Sohbet ettiğimiz AK Parti İl Başkanı Mehmet Ali Dündar başta olmak üzere birçok Mardin ileri geleni, Vali Yaman’ın bu kısa sürede belediye hizmetlerinde büyük bir dönüşüme imza attığını söyledi.
Fakat bence asıl değişim Mardin ahalisi ile olan münasebetlerde gerçekleştirilmiş, halkın gönlü fethedilmiş.
Vali beyin, toplu iftar meydanındaki halini hayranlıkla izledim.
Çoluk-çocuk, yaşlı-genç, yerli-yabancı herkes vali beyin önüne çıkıyor. Kimi hal hatır soruyor, kimi de talepte bulunuyor.
Vali bey hepsi ile yakından ilgileniyor, sohbet ediyor, gönüllerini alıyor. Suriyelileri, yanından hiç ayrılmayan tercümana havale ediyor.
Ahali ile hasbihal etmekten, resim çektirmekten iftar meydanından yarım saatte çıkamadık.
Mardin’de gece turu
Sonra Mardin’in kalbi olan Cumhuriyet Caddesi’ne gittik.
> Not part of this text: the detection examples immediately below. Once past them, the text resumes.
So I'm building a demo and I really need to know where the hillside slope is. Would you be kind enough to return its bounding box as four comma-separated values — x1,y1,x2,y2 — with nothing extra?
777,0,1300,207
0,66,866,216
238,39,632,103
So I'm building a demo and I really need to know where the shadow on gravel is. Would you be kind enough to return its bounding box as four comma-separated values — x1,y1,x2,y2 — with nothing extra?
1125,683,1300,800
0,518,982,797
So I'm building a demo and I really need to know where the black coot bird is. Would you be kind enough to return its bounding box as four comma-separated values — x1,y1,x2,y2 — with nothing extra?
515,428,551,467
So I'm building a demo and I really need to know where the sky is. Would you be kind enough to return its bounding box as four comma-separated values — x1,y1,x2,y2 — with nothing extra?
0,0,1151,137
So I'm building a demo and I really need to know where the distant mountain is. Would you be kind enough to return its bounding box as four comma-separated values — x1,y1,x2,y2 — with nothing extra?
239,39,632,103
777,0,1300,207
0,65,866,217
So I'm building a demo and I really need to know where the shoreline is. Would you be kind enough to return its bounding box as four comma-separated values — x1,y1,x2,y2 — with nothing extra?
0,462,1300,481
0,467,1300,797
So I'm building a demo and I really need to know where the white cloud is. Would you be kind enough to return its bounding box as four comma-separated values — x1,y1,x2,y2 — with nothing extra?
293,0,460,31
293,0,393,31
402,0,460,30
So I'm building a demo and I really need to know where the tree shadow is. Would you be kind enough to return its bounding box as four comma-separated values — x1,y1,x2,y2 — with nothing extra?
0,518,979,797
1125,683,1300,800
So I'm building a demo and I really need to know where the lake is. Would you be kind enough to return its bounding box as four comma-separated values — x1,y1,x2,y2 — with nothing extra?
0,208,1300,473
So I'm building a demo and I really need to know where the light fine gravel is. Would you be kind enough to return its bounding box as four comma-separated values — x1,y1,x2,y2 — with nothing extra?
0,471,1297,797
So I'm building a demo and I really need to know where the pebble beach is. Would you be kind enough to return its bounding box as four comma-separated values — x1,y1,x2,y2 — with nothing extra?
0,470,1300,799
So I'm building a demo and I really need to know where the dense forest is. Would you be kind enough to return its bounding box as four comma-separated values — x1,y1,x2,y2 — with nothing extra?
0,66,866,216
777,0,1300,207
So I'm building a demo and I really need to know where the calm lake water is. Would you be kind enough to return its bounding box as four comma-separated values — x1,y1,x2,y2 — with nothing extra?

İftardan sonra hayat yeniden başlamış, Mardinliler; cadde üzerindeki kaldırım kafe ve meşhur çardaklarda ramazan muhabbetine koyulmuştu.
Vali Yaman ile birlikte caddeyi yaya dolaştık.
Bizi gören bütün esnaf, dükkanının önüne çıkıyor, muhabbetle karşılıyordu. Vali bey ise her birine ismi ile hitap ederek hatırlarını soruyordu.
Israrlı davetlere kibarca vaktimiz olmadığını söylememize rağmen kaç defa duraklayıp çay-kahve içtiğimizi hatırlamıyorum.
İşin daha ilginci Vali Yaman, cadde üzerinde karşılaştığı insanlara da ismiyle hitap ediyor, bazılarına “O iş noldu” babından sorular soruyor, o kişi de ya, “Halloldu” diyor, teşekkür ediyor veya durumu söylüyor, Vali bey de hemen yanındaki yardımcılarına not ettiriyordu.
Uzatmayalım; bizim cadde turumuz geç saatlere kadar devam etti ve vali bey ancak misafirlerle birlikte sahur yaptıktan sonra evine gitti.
Vali Yaman’a, gördüklerimi sordum. “Buraya gelince gördüm ki, gönüllerdeki tahribat, kazılan hendeklerden, patlayan bombalardan daha fazla yaralamış. Gönülleri yapmak, beldeyi imar etmekten daha zaruri hale gelmiş. Biz ikisini de birlikte yürütmeye çalışıyoruz” dedi.
Gün boyu süren yakın gözlemlerimden çıkarttığım sonuç da şuydu:
Vali bey bütün bunları görevden değil, gönülden yapıyordu.
Yani samimiydi ve bence işin sırrı da buydu.
Cumhurbaşkanı Erdoğan’ı, bütün iç ve dış engellere rağmen başarıdan başarıya koşturan sır da bu değil miydi?
***
Çalıştayda tartıştığımız, “Doğrudan Kürt halkını muhatap alan bir çözüm süreci nasıl yürütülebilir ki” sorusunun cevabı, Mardin sokaklarında sonucunu gördüğümüz; gücünü samimiyetten alan “Erdoğan Modeli” idi.